FIDIC’s CEO stresses that the new normal is technological, environmental and social transition – not five days a week in the office.
Original interview between Dr Nelson Ogunshakin (NO), CEO of the International Federation of Consulting Engineers (FIDIC) with BG Magazine 2023, reported with permission.
What are FIDIC’s strategic priorities post-Covid?
NO: “The pandemic offers opportunities that our industry needs to embrace. When economies went into lockdown, FIDIC was ahead of the curve. We re-engineered our organisation and how we communicate and support our members. Our industry is going through structural changes regarding how we innovate, collaborate, communicate and design our projects. We’re experiencing a critical transition to a new normal.
“In parallel, the industry is also facing an increasing demand for sustainable infrastructures. The COP27 in 2022 moved ESG criteria to the next level. Now every government wants to ‘build back better,’ to move from hydrocarbons to green energy, to reach net zero and the UN’s sustainable development goals (SDGs). At FIDIC our ambition is to be the voice of the consultancy and engineering sector. We have increased our advocacy work, for example with our climate change charter that sets out a plan to decarbonise engineering, and our procurement contracts, which are now used by private firms, commercial lenders, energy suppliers and retailers when managing tenders. We have also built relationships with the World Bank and all the regional development banks, who before Covid spent $175bn a year on infrastructure.”
What challenges do you see regarding this ‘critical transition’ you mentioned?
NO: “The post-Covid shock is a technological and social transition. The way we worked has changed! We’re never going back to being in the office five days a week, and there are still lessons to be learned. Everything is digital and workers are adapting to new ways of collaborating. On the other hand, they are not just looking for a job, they want to contribute to companies and projects that match their values. Recruiting is, therefore, even more of a challenge now.”

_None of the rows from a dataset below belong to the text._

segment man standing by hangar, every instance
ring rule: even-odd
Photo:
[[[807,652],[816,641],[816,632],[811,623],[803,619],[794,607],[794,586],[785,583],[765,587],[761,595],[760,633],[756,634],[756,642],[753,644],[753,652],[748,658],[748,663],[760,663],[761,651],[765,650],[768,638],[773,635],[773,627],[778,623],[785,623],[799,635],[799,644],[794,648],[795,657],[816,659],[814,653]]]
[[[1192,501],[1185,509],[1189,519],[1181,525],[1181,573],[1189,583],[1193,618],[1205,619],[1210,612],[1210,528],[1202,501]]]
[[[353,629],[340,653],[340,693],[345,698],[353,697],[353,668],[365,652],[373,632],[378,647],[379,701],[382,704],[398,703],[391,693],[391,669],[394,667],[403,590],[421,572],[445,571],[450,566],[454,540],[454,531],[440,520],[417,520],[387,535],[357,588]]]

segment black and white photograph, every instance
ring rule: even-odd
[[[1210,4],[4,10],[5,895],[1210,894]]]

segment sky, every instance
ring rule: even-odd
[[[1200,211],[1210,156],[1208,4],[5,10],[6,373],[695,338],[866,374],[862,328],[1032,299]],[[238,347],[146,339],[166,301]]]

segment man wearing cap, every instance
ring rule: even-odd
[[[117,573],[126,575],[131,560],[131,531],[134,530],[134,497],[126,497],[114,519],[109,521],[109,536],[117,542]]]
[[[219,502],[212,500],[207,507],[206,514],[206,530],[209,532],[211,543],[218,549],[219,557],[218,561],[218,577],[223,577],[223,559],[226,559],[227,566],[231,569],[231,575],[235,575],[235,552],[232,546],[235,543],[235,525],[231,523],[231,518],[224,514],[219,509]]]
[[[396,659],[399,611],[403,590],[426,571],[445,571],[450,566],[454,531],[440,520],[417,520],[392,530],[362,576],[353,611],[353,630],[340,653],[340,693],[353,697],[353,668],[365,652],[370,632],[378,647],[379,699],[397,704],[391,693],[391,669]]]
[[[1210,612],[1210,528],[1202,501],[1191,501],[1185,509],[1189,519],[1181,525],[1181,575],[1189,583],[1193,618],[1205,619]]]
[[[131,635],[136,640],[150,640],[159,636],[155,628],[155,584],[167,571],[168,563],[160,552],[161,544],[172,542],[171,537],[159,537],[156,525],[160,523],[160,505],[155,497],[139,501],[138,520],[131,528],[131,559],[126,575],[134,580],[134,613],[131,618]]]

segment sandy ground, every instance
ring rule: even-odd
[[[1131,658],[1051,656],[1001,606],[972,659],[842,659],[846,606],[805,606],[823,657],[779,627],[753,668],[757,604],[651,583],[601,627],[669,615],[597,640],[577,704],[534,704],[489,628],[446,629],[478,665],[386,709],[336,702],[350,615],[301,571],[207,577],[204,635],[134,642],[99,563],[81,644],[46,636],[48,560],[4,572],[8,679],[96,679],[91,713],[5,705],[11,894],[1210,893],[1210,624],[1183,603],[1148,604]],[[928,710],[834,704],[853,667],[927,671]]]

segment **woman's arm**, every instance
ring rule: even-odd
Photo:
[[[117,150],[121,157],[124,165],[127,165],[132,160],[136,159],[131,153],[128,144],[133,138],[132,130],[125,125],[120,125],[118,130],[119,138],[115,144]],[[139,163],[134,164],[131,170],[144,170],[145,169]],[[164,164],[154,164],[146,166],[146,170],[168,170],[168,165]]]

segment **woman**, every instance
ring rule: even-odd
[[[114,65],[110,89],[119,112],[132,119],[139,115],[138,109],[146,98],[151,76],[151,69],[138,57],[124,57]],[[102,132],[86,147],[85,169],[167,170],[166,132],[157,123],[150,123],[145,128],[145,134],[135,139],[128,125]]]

How can consulting engineers contribute to developing more sustainable infrastructures?
NO: “Engineers have a major role to play to help project owners build more sustainably. With cutting-edge digital tools such as BIM (Building Information Modelling), digital twin, and artificial intelligence, they can design tailor-made solutions to meet the challenges of limited resources, decarbonisation, and encourage circularity within the construction sector.
“With today’s geopolitical challenges and threats to supply chains, the world is in-sourcing, not outsourcing! This means that the construction industry must know what materials are available where and produced to what standards. Governments want to be compliant with the United Nations’ SDG criteria and we can encourage a more circular use of limited materials, for example by sourcing recycled steel or timber closer to construction projects and designing better use of fresh water and renewable energies. That may have a short-term cost but it will become increasingly cost-effective as the use of recycled products rises.
“FIDIC is working to encourage this, because the transition is a journey, not a destination. We must be agile and develop a holistic thinking about how we get to a sustainable future, whether that’s about energy, or sourcing recycled materials closer to home. In the end, our members have little room for action beyond the national level, and this is where FIDIC as their voice can play an important advocacy role. As we look to ‘build back better’ we can help with the interaction between the worlds of finance and policy. We can help to put across our industry’s perspectives on practice and regulation at the international level.”